5) Not treating the system as a system
If you discover AEFW on one Acro, assume:
• other Acros have been exposed
• egg clusters may exist in multiple spots
• you’re dealing with a lifecycle, not a single animal


Notes & Variations

What hobbyists usually see (the practical signs)
Bite marks: often appear as irregular pale patches or “chewed” areas
Reduced polyp extension (PE): especially compared to the coral’s baseline behavior
Color loss/dulling: not the usual clean “nutrient fade,” more like stressed patchiness
Tissue recession around base/hidden areas: where you don’t normally look

Eggs (why they matter)
Egg clusters are often found:
• near the base
• in shaded areas
• on plug edges or rock right next to the coral

They can be hard to see unless you’re specifically looking for them with good lighting and patience.

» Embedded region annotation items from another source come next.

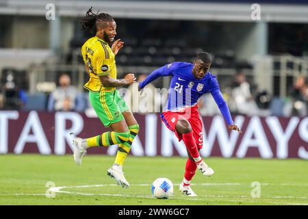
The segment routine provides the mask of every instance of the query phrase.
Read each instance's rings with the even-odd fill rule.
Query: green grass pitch
[[[128,189],[107,176],[114,160],[86,155],[78,166],[72,155],[0,155],[0,205],[308,205],[307,160],[207,159],[215,174],[196,173],[192,188],[197,197],[182,196],[178,190],[184,157],[129,157],[124,169]],[[158,177],[175,184],[170,198],[151,195]],[[45,195],[48,181],[57,188],[54,198]],[[251,196],[254,181],[260,183],[259,198]]]

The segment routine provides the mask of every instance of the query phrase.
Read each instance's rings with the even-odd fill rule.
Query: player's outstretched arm
[[[112,44],[112,51],[114,53],[114,55],[118,54],[118,52],[120,49],[123,47],[124,42],[121,41],[121,39],[118,39]]]
[[[134,74],[127,74],[123,79],[115,79],[107,75],[99,76],[101,84],[104,87],[118,87],[123,85],[131,85],[136,81]]]
[[[144,80],[139,83],[138,90],[140,91],[148,83],[156,80],[159,77],[170,76],[171,75],[172,73],[170,70],[166,66],[160,67],[159,68],[155,70],[148,77],[146,77]]]
[[[242,133],[241,129],[233,124],[233,120],[231,116],[230,110],[229,110],[228,105],[227,105],[226,101],[224,101],[222,94],[221,93],[219,89],[216,89],[215,90],[211,92],[213,96],[215,102],[218,106],[219,110],[220,110],[221,114],[224,116],[224,119],[227,120],[229,129],[231,130],[235,130],[240,133]]]

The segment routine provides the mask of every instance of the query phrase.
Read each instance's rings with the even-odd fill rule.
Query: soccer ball
[[[158,178],[153,182],[151,190],[157,198],[169,198],[173,194],[173,184],[167,178]]]

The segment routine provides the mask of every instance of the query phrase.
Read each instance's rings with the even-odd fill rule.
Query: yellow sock
[[[118,145],[116,160],[114,161],[114,164],[116,164],[123,166],[124,161],[131,150],[133,139],[139,132],[139,125],[131,125],[129,127],[129,129],[130,132],[129,140],[127,142],[123,142]]]
[[[120,144],[118,145],[114,164],[123,166],[124,161],[125,160],[126,157],[127,157],[129,151],[130,149],[128,146],[125,146],[124,144]]]

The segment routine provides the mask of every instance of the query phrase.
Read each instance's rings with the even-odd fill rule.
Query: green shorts
[[[112,92],[89,92],[89,100],[105,127],[124,119],[122,112],[129,110],[118,90]]]

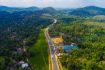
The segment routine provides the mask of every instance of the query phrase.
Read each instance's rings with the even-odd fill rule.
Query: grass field
[[[29,63],[32,70],[48,70],[48,45],[45,39],[44,30],[40,31],[37,42],[29,50],[32,57],[29,58]]]

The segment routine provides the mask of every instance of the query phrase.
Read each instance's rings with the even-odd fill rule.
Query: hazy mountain
[[[0,6],[0,11],[14,12],[14,11],[36,11],[39,10],[37,7],[28,7],[28,8],[15,8],[15,7],[6,7]]]
[[[96,6],[87,6],[84,8],[78,8],[69,14],[77,16],[95,16],[95,15],[105,15],[105,8],[100,8]]]

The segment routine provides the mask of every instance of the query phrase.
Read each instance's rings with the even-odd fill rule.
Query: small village
[[[78,49],[75,43],[71,43],[70,45],[64,44],[62,36],[53,37],[52,42],[54,44],[55,53],[58,57],[63,53],[69,53],[72,49]]]

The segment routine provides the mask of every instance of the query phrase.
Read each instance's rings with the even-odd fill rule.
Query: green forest
[[[61,56],[67,70],[105,70],[105,22],[76,20],[58,22],[49,30],[50,36],[62,35],[64,44],[75,43],[79,49]]]
[[[29,63],[27,60],[31,57],[29,48],[36,43],[40,29],[51,23],[52,19],[37,16],[33,12],[9,13],[1,11],[0,70],[11,68],[19,70],[21,69],[18,64],[20,61]]]

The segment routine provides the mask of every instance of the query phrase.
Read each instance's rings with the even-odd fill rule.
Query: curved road
[[[56,19],[54,19],[53,24],[55,24],[55,23],[57,23],[57,20],[56,20]],[[53,25],[53,24],[52,24],[52,25]],[[50,25],[50,26],[51,26],[51,25]],[[50,27],[50,26],[49,26],[49,27]],[[52,70],[59,70],[58,62],[57,62],[57,59],[56,59],[56,57],[55,57],[54,44],[53,44],[53,42],[51,41],[51,38],[50,38],[49,32],[48,32],[49,27],[47,27],[47,28],[45,29],[45,37],[46,37],[46,39],[47,39],[48,46],[49,46],[49,50],[50,50],[50,56],[51,56],[51,62],[52,62]]]

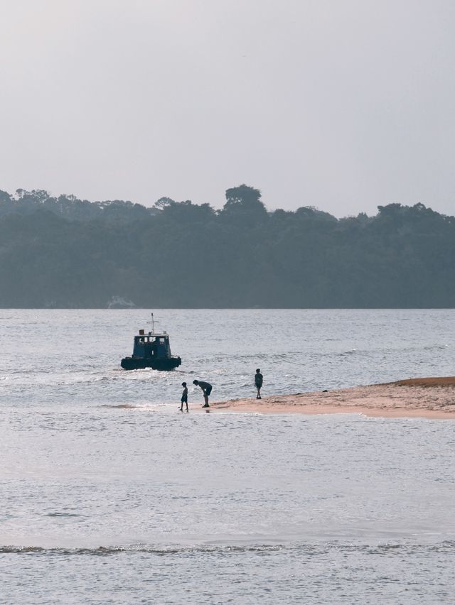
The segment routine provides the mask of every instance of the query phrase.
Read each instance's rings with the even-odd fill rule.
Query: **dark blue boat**
[[[153,313],[151,314],[151,332],[139,330],[134,337],[133,354],[124,357],[120,365],[124,370],[139,370],[152,368],[154,370],[173,370],[182,362],[180,357],[171,354],[169,336],[166,332],[155,332]]]

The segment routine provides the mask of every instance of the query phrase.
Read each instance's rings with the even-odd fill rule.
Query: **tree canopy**
[[[421,203],[337,219],[246,185],[218,211],[0,191],[3,307],[451,307],[454,267],[455,218]]]

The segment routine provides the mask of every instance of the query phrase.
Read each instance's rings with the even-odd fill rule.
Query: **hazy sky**
[[[0,189],[455,214],[453,0],[0,0]]]

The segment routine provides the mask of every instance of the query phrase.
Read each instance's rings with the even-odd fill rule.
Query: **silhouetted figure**
[[[186,386],[186,383],[183,382],[182,386],[183,387],[183,392],[182,393],[182,398],[180,400],[181,404],[180,411],[183,411],[183,403],[186,403],[186,411],[188,412],[188,387]]]
[[[255,386],[257,389],[257,395],[256,396],[256,399],[262,399],[261,397],[261,388],[262,386],[262,381],[264,380],[264,376],[261,374],[261,371],[258,368],[256,370],[256,374],[255,374]]]
[[[202,392],[204,393],[204,401],[205,403],[202,407],[210,408],[208,405],[208,396],[212,392],[212,385],[208,382],[204,382],[203,380],[193,380],[193,384],[200,386],[202,388]]]

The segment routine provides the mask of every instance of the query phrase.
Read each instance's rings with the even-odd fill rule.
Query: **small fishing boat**
[[[166,331],[155,332],[154,314],[151,314],[151,332],[140,329],[134,337],[133,354],[124,357],[120,365],[124,370],[139,370],[152,368],[154,370],[173,370],[178,367],[182,360],[172,355],[169,335]]]

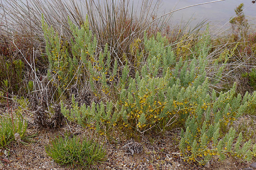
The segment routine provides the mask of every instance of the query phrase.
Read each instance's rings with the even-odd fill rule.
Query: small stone
[[[210,168],[210,163],[209,163],[209,161],[208,161],[204,165],[204,166],[205,166],[205,168]]]
[[[256,162],[254,162],[250,165],[250,166],[254,168],[256,168]]]

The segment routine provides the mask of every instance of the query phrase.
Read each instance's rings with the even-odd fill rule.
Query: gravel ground
[[[4,108],[0,108],[2,114],[6,112]],[[80,128],[75,124],[66,124],[60,128],[54,130],[38,128],[33,124],[33,115],[27,114],[28,132],[38,133],[34,137],[34,142],[28,145],[21,143],[11,145],[5,152],[8,151],[9,156],[1,154],[0,156],[1,170],[66,170],[73,169],[67,166],[60,166],[54,162],[46,154],[44,146],[48,143],[51,139],[56,135],[63,135],[67,131],[73,134],[85,135],[104,145],[106,150],[106,161],[101,164],[85,169],[102,170],[233,170],[244,169],[250,167],[250,163],[240,162],[232,158],[228,158],[220,162],[217,158],[214,159],[206,167],[184,162],[178,154],[178,145],[179,137],[177,131],[172,131],[164,135],[152,135],[146,140],[143,138],[139,144],[143,149],[141,153],[134,153],[133,155],[127,154],[123,147],[130,139],[126,139],[122,132],[114,132],[118,142],[110,143],[102,136],[92,136],[91,131]],[[100,136],[99,137],[99,136]],[[149,140],[148,139],[150,139]],[[5,152],[5,149],[0,153]],[[0,154],[1,155],[1,154]],[[254,162],[255,160],[254,160]]]

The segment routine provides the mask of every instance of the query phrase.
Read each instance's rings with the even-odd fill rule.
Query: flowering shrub
[[[255,106],[256,92],[252,95],[247,93],[242,98],[235,93],[235,83],[225,93],[210,89],[209,84],[217,83],[224,66],[218,70],[215,68],[217,74],[209,80],[206,68],[211,47],[209,36],[196,42],[190,50],[192,55],[186,50],[185,55],[180,57],[177,50],[166,47],[166,39],[160,33],[150,38],[145,33],[143,44],[138,39],[130,48],[136,55],[134,66],[137,67],[134,68],[128,64],[125,55],[122,59],[127,61],[125,65],[118,64],[118,59],[111,60],[107,46],[104,51],[97,52],[97,40],[87,23],[79,29],[70,22],[73,30],[72,46],[69,47],[71,52],[66,49],[65,54],[54,42],[51,44],[54,48],[50,48],[54,52],[57,49],[58,59],[64,59],[65,55],[72,56],[68,57],[72,59],[66,61],[66,66],[72,65],[69,69],[75,71],[69,72],[67,76],[73,75],[73,78],[77,78],[69,83],[76,81],[79,85],[79,81],[85,81],[99,102],[79,107],[73,95],[70,110],[61,103],[61,112],[68,120],[109,137],[109,132],[116,126],[132,135],[163,132],[181,127],[179,149],[182,157],[199,164],[203,164],[215,155],[221,160],[232,156],[247,160],[255,155],[256,145],[252,146],[250,141],[243,144],[242,134],[234,142],[237,135],[232,125],[244,112]],[[181,49],[179,52],[182,53]],[[227,63],[228,53],[222,53],[214,64],[224,59]],[[53,54],[47,55],[57,59]],[[61,60],[55,61],[49,59],[52,63],[50,70],[61,65]],[[132,72],[134,70],[135,74]],[[60,71],[55,75],[61,76]]]

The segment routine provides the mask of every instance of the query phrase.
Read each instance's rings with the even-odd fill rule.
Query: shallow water
[[[163,0],[159,12],[163,14],[184,7],[210,2],[210,0]],[[253,4],[250,0],[226,0],[221,2],[208,4],[182,9],[173,13],[171,22],[174,24],[184,22],[191,19],[191,25],[207,19],[210,26],[219,27],[230,26],[229,21],[235,16],[234,9],[240,4],[244,4],[244,12],[248,22],[252,28],[256,24],[256,3]],[[192,16],[192,18],[191,18]]]
[[[18,0],[21,1],[26,4],[26,0]],[[69,0],[65,0],[65,1],[68,4]],[[81,3],[84,4],[85,1],[85,0],[75,0],[78,4]],[[112,1],[112,0],[109,0]],[[123,0],[113,0],[118,2]],[[155,2],[157,1],[157,0],[153,0]],[[162,0],[162,2],[159,5],[157,14],[158,16],[160,16],[184,7],[210,2],[212,0]],[[47,0],[46,1],[47,1],[50,2],[52,1],[51,0]],[[98,1],[103,2],[106,0],[95,0],[96,2]],[[29,0],[28,1],[29,2],[30,1]],[[136,4],[138,3],[138,2],[141,2],[141,0],[130,0],[130,2],[133,1]],[[189,25],[193,27],[197,23],[204,20],[207,20],[207,22],[209,22],[210,28],[211,29],[220,28],[223,29],[228,29],[230,26],[229,22],[229,20],[235,15],[234,9],[241,3],[244,4],[244,12],[250,25],[251,27],[253,29],[256,29],[256,3],[253,4],[251,2],[251,0],[225,0],[187,8],[173,13],[169,23],[173,26],[177,25],[180,25],[181,23],[182,25],[189,21]],[[138,7],[139,10],[139,7],[140,6],[140,4],[141,5],[141,3],[139,2],[138,4],[138,5],[137,4],[137,5],[135,6]],[[45,5],[47,5],[46,4]],[[0,13],[2,13],[2,9],[0,8]],[[85,14],[84,14],[85,15]]]

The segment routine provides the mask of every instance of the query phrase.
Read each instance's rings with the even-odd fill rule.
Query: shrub
[[[31,136],[26,136],[27,123],[21,114],[18,113],[16,118],[2,116],[0,117],[0,147],[8,146],[12,142],[27,144],[26,141]]]
[[[48,155],[57,163],[69,164],[73,168],[85,168],[83,166],[100,163],[106,154],[102,146],[96,142],[81,140],[76,135],[70,138],[66,133],[64,137],[55,137],[45,148]]]
[[[71,41],[73,52],[69,54],[84,66],[83,69],[88,73],[86,76],[90,77],[83,80],[89,81],[93,94],[102,100],[100,104],[79,107],[73,95],[70,110],[61,104],[61,112],[69,120],[108,136],[108,131],[117,124],[129,135],[181,127],[182,157],[199,164],[215,155],[221,160],[232,156],[249,160],[255,156],[256,145],[251,146],[250,141],[243,145],[242,134],[237,135],[231,127],[234,120],[256,105],[256,92],[247,93],[242,98],[236,93],[236,83],[226,92],[217,92],[209,87],[219,82],[229,55],[233,55],[236,46],[230,51],[210,55],[212,45],[206,32],[192,46],[187,45],[191,53],[180,49],[179,53],[184,54],[181,55],[172,47],[166,47],[166,38],[160,33],[149,38],[145,33],[141,48],[139,40],[134,42],[134,48],[137,48],[134,54],[138,63],[135,63],[138,67],[134,74],[128,62],[121,69],[115,61],[110,69],[107,46],[98,53],[92,47],[97,46],[97,40],[90,33],[87,24],[80,29],[70,25],[74,40]],[[86,45],[87,41],[90,45]],[[55,47],[54,43],[51,44]],[[209,56],[213,58],[210,62]],[[114,76],[118,70],[122,74]],[[211,72],[214,74],[208,77]],[[110,90],[114,92],[111,95]],[[238,140],[233,143],[237,136]]]

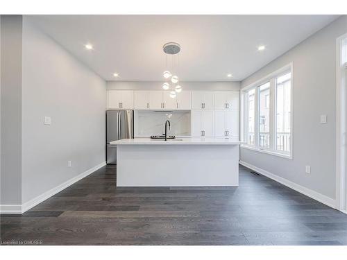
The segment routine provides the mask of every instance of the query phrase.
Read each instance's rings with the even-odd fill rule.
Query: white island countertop
[[[239,145],[244,144],[237,139],[184,137],[174,139],[151,139],[151,138],[134,138],[113,141],[110,145]]]

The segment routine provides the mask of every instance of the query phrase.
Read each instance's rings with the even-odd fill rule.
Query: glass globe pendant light
[[[182,92],[182,87],[177,85],[178,83],[178,76],[176,74],[179,69],[178,53],[180,51],[180,46],[176,42],[168,42],[163,46],[162,50],[166,54],[165,66],[167,69],[162,73],[163,77],[165,78],[165,83],[162,85],[162,87],[164,90],[170,90],[169,96],[174,98],[176,97],[176,93]],[[171,59],[172,63],[172,67],[170,67],[169,70],[167,66],[168,58]],[[169,84],[170,81],[172,84]]]
[[[171,77],[171,82],[175,84],[177,83],[178,82],[178,77],[176,75],[173,76]]]
[[[170,98],[176,98],[176,92],[170,92]]]
[[[182,87],[178,85],[177,86],[175,87],[175,91],[177,93],[180,93],[182,92]]]
[[[164,73],[162,73],[162,76],[164,76],[164,78],[170,78],[170,77],[172,76],[172,74],[170,73],[170,71],[164,71]]]
[[[162,87],[164,90],[167,90],[170,88],[170,84],[166,82],[162,85]]]

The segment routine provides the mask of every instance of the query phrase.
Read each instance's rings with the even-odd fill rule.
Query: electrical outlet
[[[44,125],[50,125],[52,123],[52,119],[50,116],[44,116]]]
[[[305,171],[306,173],[311,173],[311,166],[310,165],[306,165]]]
[[[326,114],[321,115],[321,123],[327,123],[326,117],[327,117]]]

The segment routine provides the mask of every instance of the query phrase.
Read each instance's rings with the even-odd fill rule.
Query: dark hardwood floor
[[[347,245],[347,215],[240,166],[235,188],[116,188],[104,167],[22,215],[1,240],[43,245]]]

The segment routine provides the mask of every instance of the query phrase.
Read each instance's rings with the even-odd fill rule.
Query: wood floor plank
[[[238,187],[117,187],[107,166],[22,215],[1,241],[43,245],[347,245],[347,215],[239,168]]]

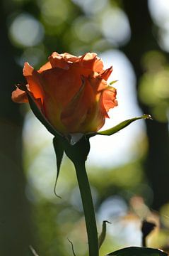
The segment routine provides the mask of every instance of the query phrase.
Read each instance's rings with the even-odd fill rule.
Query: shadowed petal
[[[12,100],[16,103],[27,103],[28,102],[28,97],[25,92],[16,88],[12,92]]]
[[[43,99],[43,90],[41,85],[40,74],[34,68],[25,63],[23,70],[23,75],[25,77],[29,85],[29,90],[35,99]]]

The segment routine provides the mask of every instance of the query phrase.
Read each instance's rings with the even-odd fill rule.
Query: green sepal
[[[105,241],[105,236],[106,236],[106,223],[111,224],[107,220],[103,220],[103,225],[102,225],[102,232],[98,238],[98,247],[100,248],[100,247],[103,245],[103,242]]]
[[[168,254],[158,249],[129,247],[109,253],[107,256],[167,256]]]
[[[62,161],[63,156],[64,156],[64,146],[63,146],[62,139],[59,139],[57,137],[54,137],[54,139],[53,139],[53,145],[54,145],[54,151],[55,151],[56,157],[57,157],[57,174],[55,184],[54,184],[54,193],[57,196],[59,196],[56,193],[56,186],[57,186],[57,180],[58,180],[59,175]]]
[[[88,255],[98,256],[98,238],[95,210],[85,166],[90,151],[89,138],[83,136],[78,142],[73,145],[66,139],[64,139],[62,142],[64,151],[74,163],[76,172],[88,234]]]
[[[40,120],[40,122],[46,127],[46,129],[52,133],[54,137],[62,137],[62,134],[57,132],[52,125],[48,122],[45,118],[45,115],[42,113],[39,107],[37,106],[36,103],[33,100],[30,94],[27,92],[27,96],[28,98],[30,107],[35,114],[35,116]]]
[[[131,118],[127,120],[123,121],[121,123],[115,125],[115,127],[108,129],[107,130],[105,131],[100,131],[100,132],[97,132],[93,134],[88,134],[88,136],[89,137],[91,137],[95,135],[112,135],[115,133],[120,131],[121,129],[125,128],[126,127],[127,127],[129,124],[130,124],[131,123],[132,123],[134,121],[139,120],[139,119],[151,119],[151,116],[149,114],[143,114],[141,117],[134,117],[134,118]]]
[[[89,139],[83,136],[82,138],[74,145],[69,140],[63,138],[62,140],[66,156],[74,164],[85,162],[90,151]]]

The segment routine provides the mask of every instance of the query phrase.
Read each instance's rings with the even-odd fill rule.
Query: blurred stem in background
[[[29,206],[22,167],[23,118],[11,94],[22,71],[13,59],[0,2],[0,255],[25,255],[30,242]]]

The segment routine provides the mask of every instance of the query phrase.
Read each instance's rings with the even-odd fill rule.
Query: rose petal
[[[83,78],[78,92],[61,114],[61,120],[69,132],[83,132],[88,124],[87,116],[92,112],[95,102],[93,90],[88,81]]]
[[[49,69],[51,69],[52,67],[49,63],[49,61],[48,61],[47,63],[46,63],[45,65],[43,65],[40,69],[39,70],[37,70],[37,72],[39,73],[41,73],[42,72],[45,71],[45,70],[47,70]]]
[[[66,59],[64,58],[64,56],[61,54],[58,54],[54,52],[49,57],[49,60],[52,68],[59,68],[64,70],[68,70],[69,65],[66,62]]]
[[[30,91],[35,99],[41,98],[42,102],[43,90],[40,74],[28,63],[25,63],[23,72],[29,85]]]
[[[103,92],[103,103],[104,107],[107,112],[110,108],[117,106],[117,101],[116,100],[116,89],[109,86]]]
[[[104,79],[105,81],[107,80],[110,75],[111,75],[111,73],[112,72],[112,67],[110,67],[110,68],[107,68],[107,70],[104,70],[100,73],[100,78],[102,79]]]
[[[28,102],[28,97],[25,92],[16,88],[12,92],[12,100],[16,103],[27,103]]]

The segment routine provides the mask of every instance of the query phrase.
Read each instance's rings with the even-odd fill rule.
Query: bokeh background
[[[113,66],[119,107],[104,128],[143,113],[111,137],[91,140],[87,168],[104,255],[141,245],[141,222],[157,228],[148,245],[169,245],[169,3],[168,0],[2,0],[0,2],[0,255],[87,255],[83,209],[71,163],[57,187],[52,136],[28,105],[11,102],[22,67],[53,51],[95,52]]]

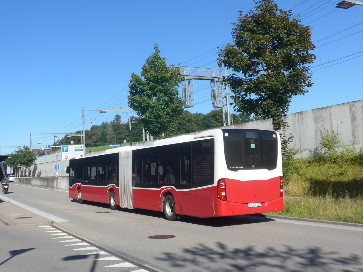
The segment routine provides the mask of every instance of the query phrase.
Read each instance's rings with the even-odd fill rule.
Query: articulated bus
[[[275,131],[217,129],[69,161],[69,195],[201,218],[282,211],[281,145]]]

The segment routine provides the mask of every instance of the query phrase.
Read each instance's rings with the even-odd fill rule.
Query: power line
[[[304,15],[301,15],[301,16],[300,17],[303,17],[303,16],[305,16],[305,15],[306,15],[307,14],[308,14],[308,13],[310,13],[310,12],[313,12],[313,11],[315,11],[315,9],[318,9],[318,8],[320,8],[320,7],[322,7],[322,6],[323,6],[323,5],[325,5],[325,4],[327,4],[327,3],[329,3],[329,2],[331,2],[332,1],[335,1],[335,0],[328,0],[328,1],[327,1],[327,2],[326,2],[325,3],[324,3],[324,4],[323,4],[322,5],[320,5],[320,6],[319,6],[319,7],[317,7],[315,8],[314,8],[314,9],[313,9],[312,10],[311,10],[311,11],[309,11],[309,12],[307,12],[307,13],[305,13],[305,14],[304,14]],[[319,11],[321,11],[323,10],[323,9],[326,9],[326,8],[328,8],[328,7],[330,7],[330,6],[327,6],[327,7],[325,7],[325,8],[322,8],[322,9],[320,9],[320,10],[319,10],[318,11],[316,12],[314,12],[314,13],[313,13],[313,14],[310,14],[310,15],[309,15],[309,16],[306,16],[306,17],[305,17],[305,18],[303,18],[303,19],[302,19],[301,20],[305,20],[305,19],[306,19],[306,18],[307,18],[308,17],[310,17],[310,16],[311,16],[311,15],[313,15],[315,14],[315,13],[317,13],[317,12],[319,12]]]

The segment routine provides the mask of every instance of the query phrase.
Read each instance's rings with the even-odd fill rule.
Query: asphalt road
[[[250,215],[170,222],[159,213],[79,204],[62,190],[11,188],[9,201],[41,211],[55,227],[157,270],[363,271],[363,227],[351,224]],[[149,238],[160,235],[175,237]]]

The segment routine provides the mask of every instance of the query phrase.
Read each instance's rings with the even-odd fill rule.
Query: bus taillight
[[[284,196],[284,182],[282,177],[280,177],[280,197]]]
[[[218,181],[217,184],[218,187],[218,192],[217,192],[217,197],[221,200],[224,201],[227,201],[227,195],[226,194],[226,183],[225,180],[224,178],[221,178]]]

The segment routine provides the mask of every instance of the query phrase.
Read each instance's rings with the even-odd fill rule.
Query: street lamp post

Why AEFW feel “impossible”
Because they’re not a one-step pest. They have a lifecycle, and the lifecycle is what you have to interrupt consistently. That’s why prevention is so heavily emphasized among SPS keepers: it’s vastly easier than cleanup.


Final Thoughts

AEFW are not a casual nuisance — they’re a host-specific coral predator. If you’re building an Acropora collection, the real “skill” isn’t just alkalinity and lighting. It’s having the discipline to treat every new Acro like it might be carrying something.

The two outcomes in the hobby are very predictable:
• People who build strict intake habits rarely deal with AEFW long-term.
• People who skip intake habits eventually deal with AEFW.

Not because they’re unlucky — because AEFW travel through normal hobby behavior.